Les relations commerciales avec l’Amérique du sud, tout comme les relations de proximité, celles entretenues avec Anselmo Giletti de Ponzone ou avec Giuseppe Botto de Valle Mosso par exemple, montrent une entreprise Barberis Canonico agile, flexible, multitâche. L’entreprise filait et tissait à son compte, avait un réseau de ventes bien structuré, elle travaillait aussi à façon afin de fabriquer des produits semi-finis ou finis, souvent elle mélangeait les deux matières laine et coton. Ce fut une bonne stratégie.
Les feutres laine- coton comme « le Truppa », très répandu à l’époque, avait un marché national plus que rentable. Ce tissu que Barberis Canonico offrait en demi-hauteur, en hauteur normale ou double était un tissu de teinte claire ou foncée, de qualité moyenne, plutôt résistant, mais surtout au prix contenu. La demande ne manquait guère de la part des couturiers dont les clients désiraient acheter des vêtements inusables, mais aussi de la part des administrations et des organismes publics, municipalités, chemins de fer, postes etc..qui voulaient doter leurs employés de vêtements, en général d’uniformes, à ne pas remplacer chaque année. De nos jours, cette vertu est emphatiquement considérée comme une découverte récente, toutefois les archives enseignent que rien n’a été inventé, au contraire, aujourd’hui encore, le passé représente souvent la meilleure des ressources créatives pour le futur.
Le vélin de la copie d’une lettre
Toutes ces informations proviennent d’un unique recueil de copies de lettres commerciales conservé dans les archives de la manufacture lainière Vitale Barberis Canonico se référant à cette période frénétique qui annonçait le XXème siècle comme le siècle de la vitesse.

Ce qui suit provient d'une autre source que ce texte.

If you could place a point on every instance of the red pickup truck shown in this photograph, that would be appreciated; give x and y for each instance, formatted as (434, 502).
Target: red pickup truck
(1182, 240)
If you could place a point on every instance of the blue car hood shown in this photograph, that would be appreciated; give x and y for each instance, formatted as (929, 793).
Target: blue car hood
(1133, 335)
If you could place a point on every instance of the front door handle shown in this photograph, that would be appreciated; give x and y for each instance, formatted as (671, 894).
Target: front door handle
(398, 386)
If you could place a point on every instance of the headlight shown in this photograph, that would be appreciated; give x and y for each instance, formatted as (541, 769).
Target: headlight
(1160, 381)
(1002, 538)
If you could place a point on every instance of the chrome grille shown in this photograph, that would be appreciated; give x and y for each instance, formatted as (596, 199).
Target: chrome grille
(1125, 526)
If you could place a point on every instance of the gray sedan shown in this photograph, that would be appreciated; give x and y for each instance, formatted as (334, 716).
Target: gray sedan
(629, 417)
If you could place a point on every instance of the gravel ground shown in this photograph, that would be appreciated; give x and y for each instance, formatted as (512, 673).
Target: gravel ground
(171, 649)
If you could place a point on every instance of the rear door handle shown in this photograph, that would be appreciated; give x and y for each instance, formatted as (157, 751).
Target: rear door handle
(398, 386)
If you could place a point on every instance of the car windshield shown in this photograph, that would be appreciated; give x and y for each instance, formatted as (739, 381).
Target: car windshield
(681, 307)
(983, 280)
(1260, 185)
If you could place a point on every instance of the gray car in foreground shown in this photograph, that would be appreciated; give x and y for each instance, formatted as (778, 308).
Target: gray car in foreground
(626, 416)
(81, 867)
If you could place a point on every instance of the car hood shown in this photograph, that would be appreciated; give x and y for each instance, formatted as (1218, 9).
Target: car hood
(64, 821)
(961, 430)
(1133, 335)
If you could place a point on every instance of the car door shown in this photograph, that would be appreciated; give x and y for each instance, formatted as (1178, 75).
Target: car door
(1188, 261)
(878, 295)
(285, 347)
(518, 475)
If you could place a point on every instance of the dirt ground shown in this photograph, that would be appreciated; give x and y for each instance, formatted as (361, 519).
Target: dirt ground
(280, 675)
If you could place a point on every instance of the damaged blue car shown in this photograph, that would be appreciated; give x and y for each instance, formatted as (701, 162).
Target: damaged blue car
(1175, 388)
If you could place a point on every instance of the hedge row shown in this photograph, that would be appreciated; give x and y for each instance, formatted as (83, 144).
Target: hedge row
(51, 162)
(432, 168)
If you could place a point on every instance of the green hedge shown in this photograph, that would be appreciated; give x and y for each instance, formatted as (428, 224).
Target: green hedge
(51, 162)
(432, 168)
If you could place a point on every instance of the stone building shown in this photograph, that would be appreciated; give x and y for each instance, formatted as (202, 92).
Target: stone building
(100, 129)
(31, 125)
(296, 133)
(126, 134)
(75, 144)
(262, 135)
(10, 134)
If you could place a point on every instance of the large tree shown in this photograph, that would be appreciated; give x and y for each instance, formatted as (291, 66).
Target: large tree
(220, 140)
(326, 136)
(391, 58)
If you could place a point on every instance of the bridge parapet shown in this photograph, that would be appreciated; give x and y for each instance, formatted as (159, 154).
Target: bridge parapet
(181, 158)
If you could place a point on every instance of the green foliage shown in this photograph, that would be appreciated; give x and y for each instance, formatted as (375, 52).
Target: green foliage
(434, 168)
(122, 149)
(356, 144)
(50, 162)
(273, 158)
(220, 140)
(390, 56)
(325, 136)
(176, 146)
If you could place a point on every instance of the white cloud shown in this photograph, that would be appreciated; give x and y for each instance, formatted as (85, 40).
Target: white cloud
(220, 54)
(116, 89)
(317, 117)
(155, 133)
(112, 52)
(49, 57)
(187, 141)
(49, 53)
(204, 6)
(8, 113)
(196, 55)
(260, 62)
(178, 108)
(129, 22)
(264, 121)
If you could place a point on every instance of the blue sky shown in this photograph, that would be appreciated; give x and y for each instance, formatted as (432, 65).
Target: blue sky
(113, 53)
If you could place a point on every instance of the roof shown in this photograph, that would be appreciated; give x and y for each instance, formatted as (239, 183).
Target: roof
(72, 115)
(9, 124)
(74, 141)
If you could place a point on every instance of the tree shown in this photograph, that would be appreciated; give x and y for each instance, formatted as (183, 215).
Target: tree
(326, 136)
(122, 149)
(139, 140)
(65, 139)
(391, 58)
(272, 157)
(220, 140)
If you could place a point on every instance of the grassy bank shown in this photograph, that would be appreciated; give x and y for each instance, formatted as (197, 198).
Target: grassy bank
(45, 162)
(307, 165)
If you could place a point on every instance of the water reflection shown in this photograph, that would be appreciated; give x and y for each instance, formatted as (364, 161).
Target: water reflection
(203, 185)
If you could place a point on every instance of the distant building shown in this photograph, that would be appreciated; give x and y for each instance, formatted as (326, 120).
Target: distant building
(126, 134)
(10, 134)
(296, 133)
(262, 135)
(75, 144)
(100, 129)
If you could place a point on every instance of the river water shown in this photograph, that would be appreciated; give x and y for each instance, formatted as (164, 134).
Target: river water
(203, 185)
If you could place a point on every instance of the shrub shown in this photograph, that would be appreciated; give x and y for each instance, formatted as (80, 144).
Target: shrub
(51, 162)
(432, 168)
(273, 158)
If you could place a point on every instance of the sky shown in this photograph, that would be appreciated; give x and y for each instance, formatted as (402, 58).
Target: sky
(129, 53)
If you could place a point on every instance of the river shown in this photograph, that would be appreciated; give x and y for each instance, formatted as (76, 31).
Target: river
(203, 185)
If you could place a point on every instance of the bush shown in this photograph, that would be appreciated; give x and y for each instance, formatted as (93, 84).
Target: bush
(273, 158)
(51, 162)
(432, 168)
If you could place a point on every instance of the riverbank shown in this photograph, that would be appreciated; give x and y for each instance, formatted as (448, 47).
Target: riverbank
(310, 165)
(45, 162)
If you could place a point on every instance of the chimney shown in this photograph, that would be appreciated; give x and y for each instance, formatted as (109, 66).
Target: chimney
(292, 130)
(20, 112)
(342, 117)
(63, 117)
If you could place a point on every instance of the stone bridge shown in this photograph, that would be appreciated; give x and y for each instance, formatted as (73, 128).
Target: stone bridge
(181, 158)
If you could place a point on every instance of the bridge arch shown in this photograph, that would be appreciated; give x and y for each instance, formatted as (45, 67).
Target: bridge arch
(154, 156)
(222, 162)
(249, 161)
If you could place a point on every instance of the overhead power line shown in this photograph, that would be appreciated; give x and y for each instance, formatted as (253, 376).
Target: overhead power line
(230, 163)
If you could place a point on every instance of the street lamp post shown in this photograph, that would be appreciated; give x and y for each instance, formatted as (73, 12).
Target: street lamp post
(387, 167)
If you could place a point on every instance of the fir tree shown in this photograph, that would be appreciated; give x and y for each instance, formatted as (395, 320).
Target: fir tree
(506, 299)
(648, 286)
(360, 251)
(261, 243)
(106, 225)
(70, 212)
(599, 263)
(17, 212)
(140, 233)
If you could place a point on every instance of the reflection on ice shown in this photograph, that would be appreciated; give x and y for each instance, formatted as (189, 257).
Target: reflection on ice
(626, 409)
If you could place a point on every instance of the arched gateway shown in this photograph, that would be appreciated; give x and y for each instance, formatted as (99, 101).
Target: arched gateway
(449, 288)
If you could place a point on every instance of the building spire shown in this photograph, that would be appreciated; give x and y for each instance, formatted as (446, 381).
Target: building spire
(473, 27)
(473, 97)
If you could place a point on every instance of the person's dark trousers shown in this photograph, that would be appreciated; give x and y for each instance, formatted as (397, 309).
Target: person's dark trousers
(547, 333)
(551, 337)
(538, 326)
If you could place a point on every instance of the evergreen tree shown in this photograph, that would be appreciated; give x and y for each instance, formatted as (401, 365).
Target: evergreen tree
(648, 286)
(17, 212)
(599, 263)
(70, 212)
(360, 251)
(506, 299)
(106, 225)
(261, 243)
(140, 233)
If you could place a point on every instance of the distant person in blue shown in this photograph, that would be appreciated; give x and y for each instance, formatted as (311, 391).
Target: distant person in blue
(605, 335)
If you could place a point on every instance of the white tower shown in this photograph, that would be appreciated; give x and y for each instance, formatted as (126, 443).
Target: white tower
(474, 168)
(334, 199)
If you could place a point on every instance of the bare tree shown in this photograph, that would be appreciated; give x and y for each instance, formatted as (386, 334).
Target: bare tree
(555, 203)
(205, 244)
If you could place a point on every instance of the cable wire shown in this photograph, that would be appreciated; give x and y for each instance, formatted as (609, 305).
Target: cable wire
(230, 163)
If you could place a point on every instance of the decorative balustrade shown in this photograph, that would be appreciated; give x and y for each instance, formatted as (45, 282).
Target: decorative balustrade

Le progrès du XIXème siècle se transformait à l’instar de la rapidité futuriste, se fragmentait en éléments cubistes et bizzareries surréalistes. On pouvait surfer sur la vague ou tenir le gouvernail afin de piloter un marché de plus en plus global riche en défis. Choisir d’être concret sans toutefois renoncer au style pouvait se révéler une stratégie gagnante, ce qui s’avéra.
Barberis Canonico produisait des étoffes comme la circassienne , un tissu de pure laine cardée au titre entre 8000 et 10000. Le nom de ce tissu dérive probablement de l’armature portant le même nom, à savoir un tissu sergé réversible à quatre liens, généralement fini, sans poil, conservant toutefois toutes ses caractéristiques de plénitude, de résistance et de solidité. Salomone Dello Strologo de Livourne en achetait des kilomètres, presque toujours dans les mêmes teintes classiques et élégantes couleur café ou noire.
Les vélins bruissants du recueil dévoilent les secrets de mondes et de temps lointains, parfois moins distants qu’on ne le pense. Le bon ne vieillit jamais tout comme le beau, le moment arrive toujours de faire réaffleurer le savoir antique pour le réélaborer dans un contexte d’actualité, à l’instar de certains vieux manteaux abandonnés dans une armoire des décennies durant et pour lesquels la saison d’un retour et d’une réévocation reviennent. Ce qui a du style est sans âge, les jolies choses sont faites pour perdurer dans le temps.